Itachi stared for a moment before saying, "...Alright." He walked around towards the back of the tent, Shisui following after him. "It was too humid to sit inside," Itachi explained; but all Shisui could do was balk at the MP3 player that was sitting in the grass like the holy grail.

"You!- You were holding out on me all this time?" Shisui exclaimed, snatching up and observing the MP3 as she sat down next to him.

Itachi furrowed his brow. "I wasn't aware that you wanted to listen..."

Shisui felt her lips quirk into a tiny smile, feeling just the slightest bit more at ease about the whole situation. Shisui looked at what was playing. "Nirvana..." she trailed off, raising her eyebrows. "So...this is what your dad didn't want you listening to."

Itachi nodded, giving her a look between shy and awkward. "Well, screw that," Shisui said way more softly than she intended. Then impulsively, as she heard the first few lines of About a Girl start to blare from his headphones, she leaned over and kissed him for just a moment, feeling strangely satisfied.

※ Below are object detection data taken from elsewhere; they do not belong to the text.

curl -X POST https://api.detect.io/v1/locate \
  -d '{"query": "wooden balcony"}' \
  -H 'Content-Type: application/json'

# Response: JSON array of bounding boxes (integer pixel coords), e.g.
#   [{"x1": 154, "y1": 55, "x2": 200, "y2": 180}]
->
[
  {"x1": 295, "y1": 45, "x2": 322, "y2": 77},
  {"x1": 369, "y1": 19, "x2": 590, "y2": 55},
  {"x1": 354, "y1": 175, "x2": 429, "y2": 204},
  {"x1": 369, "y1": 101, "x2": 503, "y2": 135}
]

Shisui pulled away as Itachi gazed at her with mild surprise in what was probably the best reaction Shisui had ever made him have.

"Yeah, well, maybe I wanna listen," Shisui said, as she leaned her head a little closer, and Itachi sort of smiled at her, and everything felt right.

A deep voice near them suddenly boomed, "Aahaahaa!" It was their Uncle Jiro, standing nearby the tents and looking on with an amused expression, as he had seen everything. "KIDS today. So horny..."

Shisui screamed.


[End notes: OK, so has anybody ever had one of those uncles who are really dryly humorous and outspoken and kind of mean? Haha, I do, he'd probably say something like that. :) What are families without dysfunction? I hope everyone enjoyed this...I've never written fem!Shisui before, but it was really fun. Thanks for reading.]